Incredible as it may seem, this staggeringly inept Hollywood remake is even more stupid than the Gallic original: a star vehicle with no stars, it’s also a buddy comedy without buddies, or comedy. Scalping is too good for deluded ‘Barbershop’ director Tim Story, who claims the chemistry-free collision between Queen Latifah’s rookie New York cabby and ex-‘Saturday Night Live’ comedian Jimmy Fallon’s crash-prone cop is a gender-bending deconstruction of ‘buddy comedy’ conventions.

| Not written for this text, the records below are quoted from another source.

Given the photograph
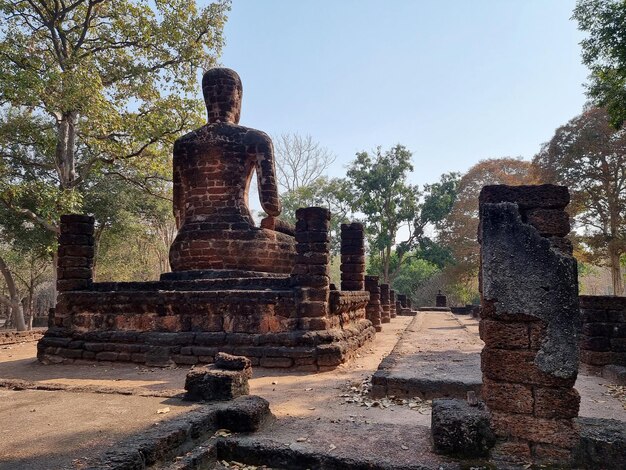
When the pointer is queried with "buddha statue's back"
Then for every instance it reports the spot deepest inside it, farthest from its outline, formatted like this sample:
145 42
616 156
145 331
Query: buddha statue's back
213 168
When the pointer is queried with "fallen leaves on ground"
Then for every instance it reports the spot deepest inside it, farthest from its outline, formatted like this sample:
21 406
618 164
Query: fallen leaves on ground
358 393
242 466
619 392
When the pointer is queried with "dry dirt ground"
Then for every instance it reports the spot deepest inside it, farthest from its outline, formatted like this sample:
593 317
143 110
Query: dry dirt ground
95 405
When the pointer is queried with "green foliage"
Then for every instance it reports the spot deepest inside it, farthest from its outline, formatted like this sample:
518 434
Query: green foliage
412 273
94 85
92 96
439 199
604 52
331 193
382 193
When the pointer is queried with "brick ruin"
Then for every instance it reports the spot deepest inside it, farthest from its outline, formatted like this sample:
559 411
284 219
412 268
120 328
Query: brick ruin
385 309
603 338
529 315
261 292
373 309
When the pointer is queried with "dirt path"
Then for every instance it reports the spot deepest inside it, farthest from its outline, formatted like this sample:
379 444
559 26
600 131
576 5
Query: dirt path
436 356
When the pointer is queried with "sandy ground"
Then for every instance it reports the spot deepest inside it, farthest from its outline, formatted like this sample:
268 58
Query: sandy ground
436 356
48 429
42 430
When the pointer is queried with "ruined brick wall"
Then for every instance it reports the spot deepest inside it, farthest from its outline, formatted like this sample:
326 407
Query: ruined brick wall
373 308
529 315
352 257
603 339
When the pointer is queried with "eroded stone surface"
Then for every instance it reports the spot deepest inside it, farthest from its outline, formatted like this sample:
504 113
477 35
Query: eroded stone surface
529 322
460 429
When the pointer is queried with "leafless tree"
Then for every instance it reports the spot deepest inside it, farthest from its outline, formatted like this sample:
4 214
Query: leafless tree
300 160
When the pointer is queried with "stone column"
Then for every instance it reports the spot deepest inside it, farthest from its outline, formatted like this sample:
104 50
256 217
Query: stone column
392 303
352 256
75 253
384 304
529 313
75 257
441 300
310 275
373 309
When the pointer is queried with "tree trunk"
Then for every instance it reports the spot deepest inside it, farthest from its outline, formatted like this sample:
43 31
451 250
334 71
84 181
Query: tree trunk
616 269
17 312
66 148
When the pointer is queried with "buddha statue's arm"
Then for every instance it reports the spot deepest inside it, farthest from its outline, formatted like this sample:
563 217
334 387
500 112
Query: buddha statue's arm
179 187
266 174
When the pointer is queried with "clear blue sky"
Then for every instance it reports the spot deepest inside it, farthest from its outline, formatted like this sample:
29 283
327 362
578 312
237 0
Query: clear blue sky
454 81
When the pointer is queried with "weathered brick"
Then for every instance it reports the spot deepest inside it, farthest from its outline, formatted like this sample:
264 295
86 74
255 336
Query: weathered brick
557 432
498 334
556 402
504 396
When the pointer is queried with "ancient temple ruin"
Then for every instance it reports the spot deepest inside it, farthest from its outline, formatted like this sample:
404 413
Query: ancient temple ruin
262 292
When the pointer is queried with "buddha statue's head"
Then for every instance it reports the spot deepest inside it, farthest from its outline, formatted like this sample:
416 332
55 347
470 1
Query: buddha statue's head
222 92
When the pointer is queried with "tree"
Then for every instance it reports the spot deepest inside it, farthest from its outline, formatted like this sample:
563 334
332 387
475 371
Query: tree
382 193
411 274
25 250
604 52
458 230
331 193
300 161
90 84
589 155
379 189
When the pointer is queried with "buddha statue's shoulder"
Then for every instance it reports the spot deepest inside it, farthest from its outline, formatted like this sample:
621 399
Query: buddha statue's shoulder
214 133
256 137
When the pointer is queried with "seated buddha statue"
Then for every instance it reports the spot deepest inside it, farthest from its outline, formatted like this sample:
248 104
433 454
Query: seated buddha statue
213 168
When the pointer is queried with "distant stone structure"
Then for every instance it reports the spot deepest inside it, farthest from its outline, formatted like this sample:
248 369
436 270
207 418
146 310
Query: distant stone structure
603 339
441 300
213 167
260 292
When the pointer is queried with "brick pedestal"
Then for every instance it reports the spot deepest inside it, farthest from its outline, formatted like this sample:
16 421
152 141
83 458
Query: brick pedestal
352 257
529 311
373 309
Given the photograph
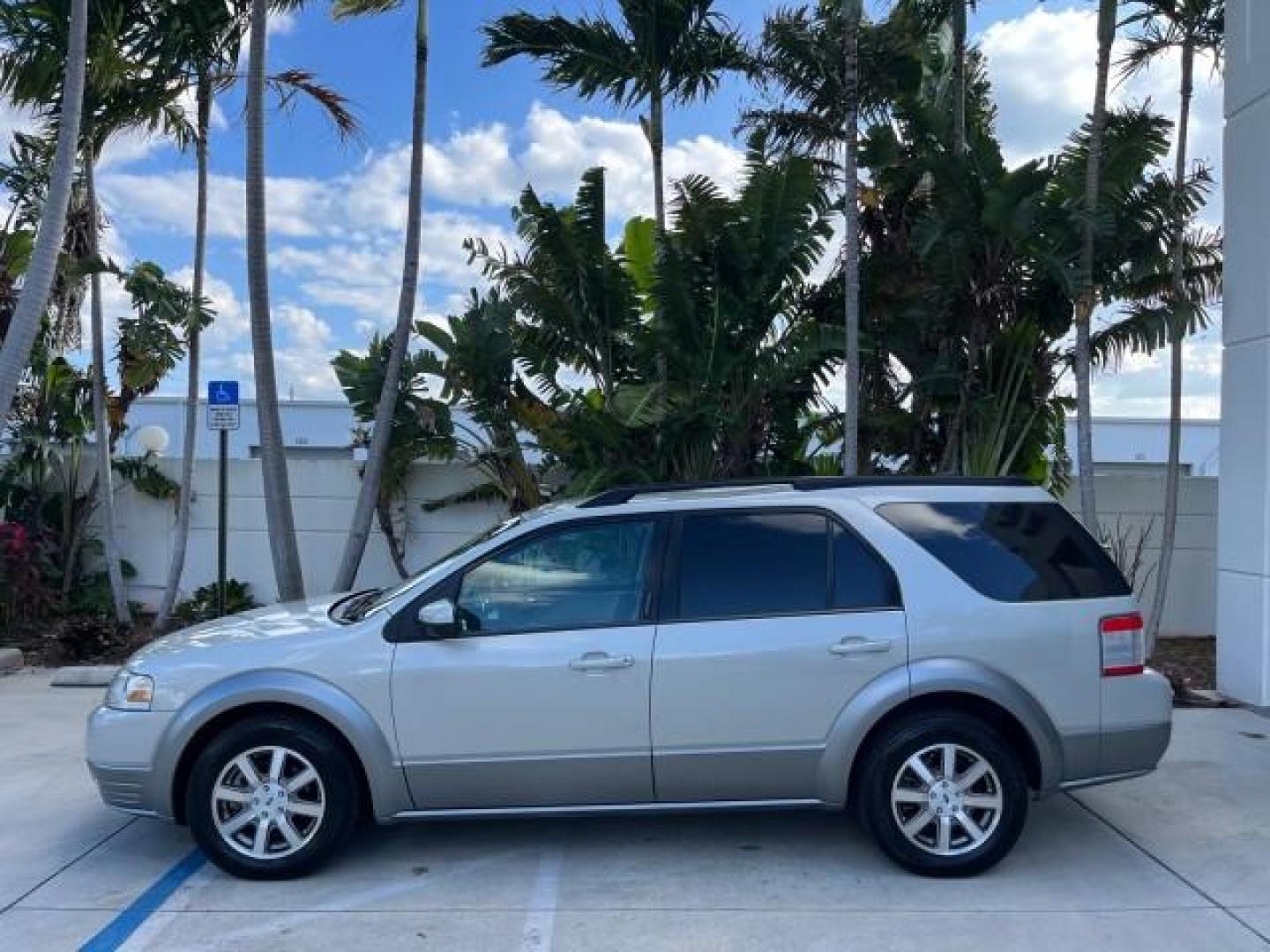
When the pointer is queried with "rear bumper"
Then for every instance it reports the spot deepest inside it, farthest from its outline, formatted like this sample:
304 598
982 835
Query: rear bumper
1137 726
1123 755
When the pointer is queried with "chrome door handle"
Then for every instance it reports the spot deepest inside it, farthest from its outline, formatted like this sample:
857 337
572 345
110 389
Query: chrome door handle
601 661
859 646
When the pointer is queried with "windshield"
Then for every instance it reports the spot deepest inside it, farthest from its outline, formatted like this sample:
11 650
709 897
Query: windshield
362 605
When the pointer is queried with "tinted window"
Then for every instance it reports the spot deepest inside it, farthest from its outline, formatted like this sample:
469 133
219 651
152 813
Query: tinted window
573 577
1011 551
862 579
751 564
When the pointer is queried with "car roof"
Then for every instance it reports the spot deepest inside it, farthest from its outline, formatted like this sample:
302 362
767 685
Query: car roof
807 490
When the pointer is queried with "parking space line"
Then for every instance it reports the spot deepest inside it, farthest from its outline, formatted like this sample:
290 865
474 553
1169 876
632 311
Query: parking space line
540 920
66 866
1165 866
131 918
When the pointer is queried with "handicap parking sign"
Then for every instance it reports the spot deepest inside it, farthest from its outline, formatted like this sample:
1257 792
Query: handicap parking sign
222 405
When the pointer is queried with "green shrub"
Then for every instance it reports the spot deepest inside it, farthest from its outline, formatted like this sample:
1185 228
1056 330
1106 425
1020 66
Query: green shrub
201 607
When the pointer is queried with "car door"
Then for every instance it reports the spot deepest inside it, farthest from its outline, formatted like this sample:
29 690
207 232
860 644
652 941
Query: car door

Belle (Latifah) drives a souped-up taxi and dreams of becoming a racing driver. Instead, she ends up playing chauffeur to disgraced cop Andy Washburn (Fallon), who drives like a man in need of a white stick. Together they chase the gorgeous gang of BMW-driving bank robbers led by leggy Brazilian überbabe Vanessa (supermodel Gisele Bündchen). Handily, Belle speaks the thieves’ lingo, because – wait for it – she used to deliver for a Portuguese takeaway. Convinced? You won’t be.

The Luc Besson-scripted original mixed exciting, expertly staged car chases with perfunctory characterisation and dialogue, the former compensating in part for the latter. This remake doesn’t even manage that: the obvious use of blue screen undercuts any sense of jeopardy or excitement, since we never believe Belle and Washburn are actually in a moving vehicle.

Despite scene-stealing supporting roles in ‘Living Out Loud’ and ‘Chicago’, the multi-talented Latifah falls flat on her beautiful face; the charisma-free Fallon may regret leaving ‘SNL’; and Ann-Margret’s cameo as Fallon’s Margarita-muddled mother is both sad and embarrassing. In one pitifully unfunny scene, Latifah and Fallon accidentally inhale laughing gas. It would take a tankerload of laughing gas to pump some humour into this flat-tyred fiasco.